Submitted to: Veterinaria Italiana
Publication Type: Peer Reviewed Journal
Publication Acceptance Date: 12/12/2004
Publication Date: 2/1/2005
Citation: White, D.M., Mecham, J.O. 2005. Lack of detectable bluetongue virus in skin of seropositive cattle: implications for vertebrate overwintering of bluetongue virus. Veterinaria Italiana.40:513-519.
Interpretive Summary: Bluetongue virus (BTV) is an arthropod-borne virus that is transmitted to sheep, cattle, and wild ruminants by Culicoides spp. biting insects. BTV may be maintained in year-round transmission cycles in tropical parts of the world, and possibly even in areas with mild temperate winters. However, in more temperate regions, virus transmission ceases during the winter months and begins again with re-emergence of the insect vector. Three principal hypotheses have been proposed for BTV trans-seasonal maintenance: 1) yearly high altitude, air-current based, reintroduction of infected insects from year-round endemic regions to temperate regions, 2) vertical transmission and maintenance from the infected insect to its progeny, and 3) survival in a vertebrate host, either through persistent infection of adults or transplacental transmission to fetuses. The purpose of this study was to examine whether cattle infected with BTV can serve as a reservoir for maintaining the virus through the winter.

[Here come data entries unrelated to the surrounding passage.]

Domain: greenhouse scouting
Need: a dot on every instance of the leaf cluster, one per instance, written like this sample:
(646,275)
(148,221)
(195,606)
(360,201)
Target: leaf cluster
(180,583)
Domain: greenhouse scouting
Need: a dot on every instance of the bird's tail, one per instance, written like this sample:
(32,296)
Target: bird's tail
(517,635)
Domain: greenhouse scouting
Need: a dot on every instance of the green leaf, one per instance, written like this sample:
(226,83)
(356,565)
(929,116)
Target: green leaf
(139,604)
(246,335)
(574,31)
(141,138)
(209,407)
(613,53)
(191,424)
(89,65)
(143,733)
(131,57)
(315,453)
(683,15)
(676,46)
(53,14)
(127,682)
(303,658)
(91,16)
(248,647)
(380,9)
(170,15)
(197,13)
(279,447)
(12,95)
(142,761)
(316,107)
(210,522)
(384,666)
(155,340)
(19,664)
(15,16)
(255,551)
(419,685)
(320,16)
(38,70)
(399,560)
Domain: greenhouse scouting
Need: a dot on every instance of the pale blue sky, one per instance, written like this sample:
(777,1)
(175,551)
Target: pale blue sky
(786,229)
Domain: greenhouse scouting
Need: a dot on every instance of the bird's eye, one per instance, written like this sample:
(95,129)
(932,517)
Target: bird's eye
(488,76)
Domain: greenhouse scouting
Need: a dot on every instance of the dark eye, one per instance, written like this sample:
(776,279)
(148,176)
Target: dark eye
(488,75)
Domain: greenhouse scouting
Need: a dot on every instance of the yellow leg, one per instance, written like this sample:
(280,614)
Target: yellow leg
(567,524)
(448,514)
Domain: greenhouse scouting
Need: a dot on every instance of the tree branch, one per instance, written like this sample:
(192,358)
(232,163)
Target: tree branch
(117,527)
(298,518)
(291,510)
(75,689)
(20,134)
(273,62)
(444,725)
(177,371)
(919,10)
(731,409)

Naïve colonized Culicoides sonorensis insects were fed on cattle that had been naturally infected with BTV the previous summer and fall, as determined by the presence of serum antibody. Both the blood fed insects and skin biopsies from the cattle at the sites where the insects had fed were tested for the presence of BTV by both virus isolation and viral nucleic acid detection. The lack of virus isolation and/or nucleic acid detection suggests that cattle probably do not serve as a significant reservoir for overwintering of BTV in temperate climates.
Technical Abstract: The overwintering mechanism of bluetongue virus (BTV) has eluded researchers for many years. It was recently proposed that ovine gamma-delta T-cells may become persistently infected with BTV, and serve as a reservoir for infection of naïve vectors in the next transmission season (Takamatsu et al., Journal of General Virology 2003, v. 84 pp. 227-35). Since cattle are more numerous than sheep in the western United States (where BTV is endemic), this hypothesis was tested in bovines. In the winter of 2002, 56 cattle from an endemic site in northern Colorado were age-selected such that possible BTV exposure must have occurred in the summer of 2002, and were tested for the presence of anti-BTV antibody by ELISA; 55 were seropositive, and one was seronegative. Naïve colony insects were fed on skin sites at day 0, then sequentially on separate sites for 4 days. Virus isolation and RT-nested-PCR from engorged insects and 6mm skin biopsy samples were performed for detection of viable BTV or BTV nucleic acid. Results will be presented and discussed.